150 yıl daha sonra birinci
Üstün İnanç’ın Makedonya Gamzesi kitabının tiyatroya uyarlanması haricinde 150 yıl boyunca Balkanlar’la ilgili tiyatro oyunu gerçekleşmemiş. 150 yıl daha sonra Balkanlar’daki çabayı, Türklük ve Müslümanlık ruhunu, vatan için ölmeyi anlatmanın bir imkanını bulduk” diyor.
Nazif Tunç
Rumeli gönül coğrafyamızda
Aliş ve Zeynep’in kıssasında geçen bu aşk öyküsünü 1913 koşullarına yerleştirdiğini söyleyen oyunun müellifi ve
direktörü Murat Akdağ, “Biz Zeynep’in aşk öyküsünü yaşarken bir yandan da Balkan harbinin açtığı yaralara tanıklık ediyoruz. Üzerinden yüz yıl geçti, beşerler unuttu. Lakin bir hasret olarak hala yaşanıyor. Dün oyunu izleyen Rumeli derneklerinden yöneticiler, bana sarılıp ağladılar. Dedelerinin kıssaları zira bunlar. Rumeli’nin en azından gönül coğrafyamızda olduğunu fark ettirmek istedik” diyerek hassasiyetini vurguluyor.
Murat Akdağ
Esenler Belediyesi’nin mesken sahipliğinde gala yapan oyun, Trakya ve Anadolu kentleri sahnelerinde ve belediyelerin kültür merkezlerinde gösterimlerini sürdürecek.
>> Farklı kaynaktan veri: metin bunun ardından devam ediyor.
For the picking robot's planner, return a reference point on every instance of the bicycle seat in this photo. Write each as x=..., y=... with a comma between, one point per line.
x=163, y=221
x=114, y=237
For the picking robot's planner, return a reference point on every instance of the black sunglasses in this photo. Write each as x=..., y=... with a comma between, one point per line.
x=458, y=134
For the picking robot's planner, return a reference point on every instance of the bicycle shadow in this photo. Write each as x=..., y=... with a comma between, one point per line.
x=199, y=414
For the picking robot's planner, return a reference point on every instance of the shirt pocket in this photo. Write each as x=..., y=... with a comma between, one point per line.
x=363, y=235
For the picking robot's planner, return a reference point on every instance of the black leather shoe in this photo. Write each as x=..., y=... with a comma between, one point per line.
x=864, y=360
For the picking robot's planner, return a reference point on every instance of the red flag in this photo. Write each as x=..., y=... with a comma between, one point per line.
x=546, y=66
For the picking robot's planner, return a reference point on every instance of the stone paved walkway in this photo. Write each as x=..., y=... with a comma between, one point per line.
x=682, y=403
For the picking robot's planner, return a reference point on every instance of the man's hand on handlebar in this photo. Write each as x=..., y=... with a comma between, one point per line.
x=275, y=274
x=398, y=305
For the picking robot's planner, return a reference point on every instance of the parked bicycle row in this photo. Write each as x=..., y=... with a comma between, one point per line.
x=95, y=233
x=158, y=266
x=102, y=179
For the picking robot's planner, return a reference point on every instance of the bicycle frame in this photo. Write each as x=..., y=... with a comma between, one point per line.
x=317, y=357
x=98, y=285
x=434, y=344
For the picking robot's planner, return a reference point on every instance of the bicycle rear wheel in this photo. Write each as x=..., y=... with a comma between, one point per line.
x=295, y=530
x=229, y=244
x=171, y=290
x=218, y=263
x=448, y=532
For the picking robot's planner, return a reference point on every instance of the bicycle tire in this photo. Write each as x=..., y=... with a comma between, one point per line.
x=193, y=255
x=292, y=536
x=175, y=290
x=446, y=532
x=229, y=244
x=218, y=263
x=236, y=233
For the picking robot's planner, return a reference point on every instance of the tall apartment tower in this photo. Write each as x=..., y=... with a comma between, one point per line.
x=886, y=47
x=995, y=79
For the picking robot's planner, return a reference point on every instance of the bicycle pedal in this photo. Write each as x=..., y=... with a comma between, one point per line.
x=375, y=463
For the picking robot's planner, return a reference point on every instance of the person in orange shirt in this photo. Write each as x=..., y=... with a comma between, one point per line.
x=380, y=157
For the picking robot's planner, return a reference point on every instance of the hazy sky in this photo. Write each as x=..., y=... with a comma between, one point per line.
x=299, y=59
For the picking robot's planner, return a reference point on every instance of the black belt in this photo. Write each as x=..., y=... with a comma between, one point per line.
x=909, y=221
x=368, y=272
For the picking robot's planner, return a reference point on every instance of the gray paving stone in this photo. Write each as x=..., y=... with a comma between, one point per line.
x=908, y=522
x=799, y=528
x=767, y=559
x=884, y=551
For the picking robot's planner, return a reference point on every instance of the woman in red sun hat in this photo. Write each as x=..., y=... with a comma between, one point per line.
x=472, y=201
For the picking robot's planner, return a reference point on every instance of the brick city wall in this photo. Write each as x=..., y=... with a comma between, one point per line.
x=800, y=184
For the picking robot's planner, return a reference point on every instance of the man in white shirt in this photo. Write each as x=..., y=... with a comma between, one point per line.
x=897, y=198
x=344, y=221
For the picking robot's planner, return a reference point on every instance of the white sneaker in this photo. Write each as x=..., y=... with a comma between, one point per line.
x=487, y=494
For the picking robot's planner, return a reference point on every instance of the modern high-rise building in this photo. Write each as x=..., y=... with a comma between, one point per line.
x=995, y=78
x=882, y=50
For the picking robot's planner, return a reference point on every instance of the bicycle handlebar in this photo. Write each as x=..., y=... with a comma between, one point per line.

150 yıl daha sonra birinci
Üstün İnanç’ın Makedonya Gamzesi kitabının tiyatroya uyarlanması haricinde 150 yıl boyunca Balkanlar’la ilgili tiyatro oyunu gerçekleşmemiş. 150 yıl daha sonra Balkanlar’daki çabayı, Türklük ve Müslümanlık ruhunu, vatan için ölmeyi anlatmanın bir imkanını bulduk” diyor.
Nazif Tunç
Rumeli gönül coğrafyamızda
Aliş ve Zeynep’in kıssasında geçen bu aşk öyküsünü 1913 koşullarına yerleştirdiğini söyleyen oyunun müellifi ve
direktörü Murat Akdağ, “Biz Zeynep’in aşk öyküsünü yaşarken bir yandan da Balkan harbinin açtığı yaralara tanıklık ediyoruz. Üzerinden yüz yıl geçti, beşerler unuttu. Lakin bir hasret olarak hala yaşanıyor. Dün oyunu izleyen Rumeli derneklerinden yöneticiler, bana sarılıp ağladılar. Dedelerinin kıssaları zira bunlar. Rumeli’nin en azından gönül coğrafyamızda olduğunu fark ettirmek istedik” diyerek hassasiyetini vurguluyor.
Murat Akdağ
Esenler Belediyesi’nin mesken sahipliğinde gala yapan oyun, Trakya ve Anadolu kentleri sahnelerinde ve belediyelerin kültür merkezlerinde gösterimlerini sürdürecek.